A few months ago, I was incessantly googling resilience and looking for like-minded people who were also researching it and developing programs. I found Anne Browning, who also lives in Seattle and created the University of Washington Resilience Lab. After talking with her about resilience research, I created a survey based on the University of Washington Resilience Lab’s resilience measurement tool. This specific tool was made for The Sunflower Project and measures your ability to discern your personal resilience levels. It does this by asking 5 questions and using a scale to self-determine where you are on that scale. Personally, I think these measurements encourage people to examine how they see themselves, giving them the opportunity to reflect on their own growth.
However, I want to start expanding this in the next few posts. This survey is going to be part of a series of posts which will discover the assets you offer to your community and how you can personally contribute to resilience. That’s why we will start with understanding how you see yourself in terms of resilience, which will be followed by discovering what assets you offer to your immediate and at-large community.
When I made the resilience survey for The Sunflower Project, I based each question on a principle of resilience which are in bold below. Here is a link to the results! I had twenty anonymous respondents and the survey is still open if you’d like to strengthen the results.
Analysis of 20 Respondents
I maintain a positive outlook, even during stressful times.
This is measuring your self-perceived optimism. As I posted about earlier, resilient optimism has a healthy dose of confronting reality. Optimism is refined through confronting adversity and making something out of it. Read more about this in my previous post.
The responses show that most people rated themselves as higher than average (64/100). It turns out that this seems to align with the data, which claims that most of us rate ourselves with favorable optimism. Watch this Ted Talk to learn more about the healthy and useful optimism bias that many of us have. If you did rate yourself significantly lower than average, or want to develop your optimism, I would suggest this activity which has been scientifically proven to begin creating a positive mental framework.
I am able to discern meaning from stressful events.
This is one of the more important questions, in my opinion, since it focuses on transformation. If you are able to discern meaning from a stressful event, you’ve taken control. In my personal opinion, if you are able take on this transformative quality of resilience, you’ll be able to create a unique and meaningful life.
Again, most people scored themselves higher than average (74/100), which means that most people felt they are able to find positive meaning in their past negative experiences.
Even when stressed, I still get the important things done.

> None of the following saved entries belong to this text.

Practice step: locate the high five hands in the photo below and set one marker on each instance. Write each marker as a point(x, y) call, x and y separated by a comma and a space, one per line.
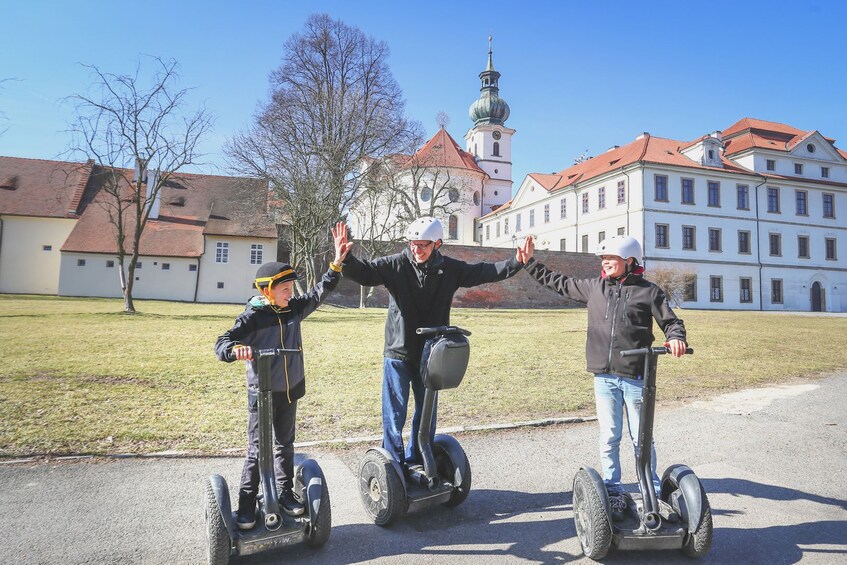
point(342, 246)
point(524, 251)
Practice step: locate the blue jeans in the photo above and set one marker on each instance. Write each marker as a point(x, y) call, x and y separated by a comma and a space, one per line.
point(610, 395)
point(397, 378)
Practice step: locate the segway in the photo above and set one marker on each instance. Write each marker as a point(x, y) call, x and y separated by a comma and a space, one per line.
point(273, 529)
point(681, 519)
point(388, 489)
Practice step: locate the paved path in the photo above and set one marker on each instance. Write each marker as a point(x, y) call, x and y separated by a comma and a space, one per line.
point(773, 461)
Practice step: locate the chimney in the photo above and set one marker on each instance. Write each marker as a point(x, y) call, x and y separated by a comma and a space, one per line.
point(152, 179)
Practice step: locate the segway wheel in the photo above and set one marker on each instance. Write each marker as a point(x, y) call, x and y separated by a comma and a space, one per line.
point(381, 490)
point(446, 469)
point(318, 533)
point(217, 538)
point(698, 543)
point(590, 517)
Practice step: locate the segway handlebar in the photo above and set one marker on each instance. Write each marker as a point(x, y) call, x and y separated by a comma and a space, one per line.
point(652, 350)
point(269, 352)
point(441, 330)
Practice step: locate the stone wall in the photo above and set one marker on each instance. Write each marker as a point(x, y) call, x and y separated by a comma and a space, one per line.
point(520, 291)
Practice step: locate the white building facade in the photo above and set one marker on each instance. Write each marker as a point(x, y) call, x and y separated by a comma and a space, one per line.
point(750, 214)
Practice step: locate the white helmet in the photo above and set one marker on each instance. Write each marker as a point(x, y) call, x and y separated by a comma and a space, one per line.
point(624, 246)
point(426, 228)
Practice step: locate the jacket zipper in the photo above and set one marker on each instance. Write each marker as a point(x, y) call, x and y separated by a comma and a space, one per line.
point(284, 357)
point(614, 324)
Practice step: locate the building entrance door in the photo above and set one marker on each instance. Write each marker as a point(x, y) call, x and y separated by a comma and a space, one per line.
point(816, 297)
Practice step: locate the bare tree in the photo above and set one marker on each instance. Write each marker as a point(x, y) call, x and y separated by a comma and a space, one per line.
point(673, 280)
point(129, 122)
point(334, 103)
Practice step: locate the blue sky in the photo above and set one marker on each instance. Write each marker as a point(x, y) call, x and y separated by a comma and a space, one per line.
point(577, 75)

Again, this had about the same average score as the other questions (76/100) and this is based on the trait of mental agility. Are you able to prioritize and focus in spite of stress? This trait is based on will-power, creativity and discipline. Essentially, if you’re able to develop a strong work-ethic this may help you become more resilient across the board. However, if you scored yourself lower, it might mean that you could benefit from developing your work-life balance. In other words, you might need to focus on finding more motivation at work and constructive leisure time outside of the workplace. Watch the brilliant Ashley Whillans talk about work-life balance and give suggestions for improving time poverty.
When I have had a set back, I return to normal or better.

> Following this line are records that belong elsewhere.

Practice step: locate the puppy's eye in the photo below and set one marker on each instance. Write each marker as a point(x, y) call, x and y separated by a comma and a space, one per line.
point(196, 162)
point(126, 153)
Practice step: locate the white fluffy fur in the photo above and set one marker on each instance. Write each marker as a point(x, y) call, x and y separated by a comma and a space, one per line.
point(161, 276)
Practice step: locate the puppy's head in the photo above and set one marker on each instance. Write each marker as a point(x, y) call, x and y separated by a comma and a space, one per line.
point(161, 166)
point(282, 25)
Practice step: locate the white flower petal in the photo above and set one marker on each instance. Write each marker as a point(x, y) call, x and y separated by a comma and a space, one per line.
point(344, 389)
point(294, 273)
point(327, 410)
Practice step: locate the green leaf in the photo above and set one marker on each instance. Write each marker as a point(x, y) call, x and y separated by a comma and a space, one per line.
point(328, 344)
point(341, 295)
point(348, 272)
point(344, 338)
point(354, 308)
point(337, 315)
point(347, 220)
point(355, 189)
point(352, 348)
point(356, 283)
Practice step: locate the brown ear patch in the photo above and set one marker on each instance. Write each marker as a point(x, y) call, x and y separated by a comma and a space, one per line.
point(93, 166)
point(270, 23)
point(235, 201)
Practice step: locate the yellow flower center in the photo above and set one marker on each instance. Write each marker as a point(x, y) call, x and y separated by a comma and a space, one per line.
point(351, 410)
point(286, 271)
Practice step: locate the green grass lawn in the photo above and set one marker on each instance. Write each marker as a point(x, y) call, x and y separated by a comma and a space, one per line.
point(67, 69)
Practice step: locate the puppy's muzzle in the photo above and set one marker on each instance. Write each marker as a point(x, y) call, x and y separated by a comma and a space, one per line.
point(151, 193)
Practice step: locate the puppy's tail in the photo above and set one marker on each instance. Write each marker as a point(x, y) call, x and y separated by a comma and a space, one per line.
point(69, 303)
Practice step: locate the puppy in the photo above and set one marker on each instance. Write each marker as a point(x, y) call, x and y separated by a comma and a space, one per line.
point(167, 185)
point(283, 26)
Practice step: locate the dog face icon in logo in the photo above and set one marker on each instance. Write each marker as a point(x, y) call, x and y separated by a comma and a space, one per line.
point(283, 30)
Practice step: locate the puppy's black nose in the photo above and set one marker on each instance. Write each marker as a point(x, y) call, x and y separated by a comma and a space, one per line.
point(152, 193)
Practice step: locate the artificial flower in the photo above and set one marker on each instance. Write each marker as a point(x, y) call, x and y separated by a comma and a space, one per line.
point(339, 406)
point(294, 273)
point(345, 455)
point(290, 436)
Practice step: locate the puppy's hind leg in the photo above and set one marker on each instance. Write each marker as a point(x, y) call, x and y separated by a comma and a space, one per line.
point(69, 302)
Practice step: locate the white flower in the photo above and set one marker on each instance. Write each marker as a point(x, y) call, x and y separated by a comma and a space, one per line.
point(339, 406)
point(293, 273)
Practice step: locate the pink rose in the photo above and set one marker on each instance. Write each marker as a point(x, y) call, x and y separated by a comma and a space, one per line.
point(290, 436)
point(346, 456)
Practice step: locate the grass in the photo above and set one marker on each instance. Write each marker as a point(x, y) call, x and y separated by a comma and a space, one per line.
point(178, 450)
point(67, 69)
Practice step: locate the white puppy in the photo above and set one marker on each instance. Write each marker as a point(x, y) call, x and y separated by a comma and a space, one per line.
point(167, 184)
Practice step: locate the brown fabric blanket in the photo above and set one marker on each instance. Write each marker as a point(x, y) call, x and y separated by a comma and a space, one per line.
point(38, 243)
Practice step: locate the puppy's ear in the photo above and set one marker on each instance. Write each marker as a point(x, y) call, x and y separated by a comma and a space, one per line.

In this question, you are rating your adaptability. When I started resilience research, I thought of resilience as more of a steel wall, when in fact, a better metaphor is rubber or clay. Steel walls don’t allow for change or transformation, while clay can be reformed and maintain its integrity. Allowing yourself to be shaped by your experiences, while still maintaining who you are at your core is essential to resilience.
Again, the ratings seem to be about the same (64/100). If you feel lower on the scale of adaptability, read more about Martin Seligman’s psychology linked below. Martin Seligman, Psychologist at University of Pennsylvania, strongly believes in a trait called “locus of control.” It’s an internal trait that allows you to realize the control you have over your actions. Adaptability, in my perspective allows you to have this internal locus of control, since becoming adaptable is ultimately a personal choice.
Sometimes I get stressed, but I know how to get over it.
Question 5 is based on the resilience principle of self-awareness. Self-awareness requires you to develop the ability of seeing yourself in third person, without harsh judgment. In terms of resilience, self-awareness means that you know how you react to stress or trauma and you’ve found ways to overcome it. This question had the highest ratings (79/100), which show that the people taking this survey have been mostly successful in creating ways to overcoming their stress. This takes creativity, courage and a bit of dedication. In essence, it takes a great deal of character. For those that scored yourselves lower, I would refer more to Shawn Achor’s activity in question 1, especially the journaling activity.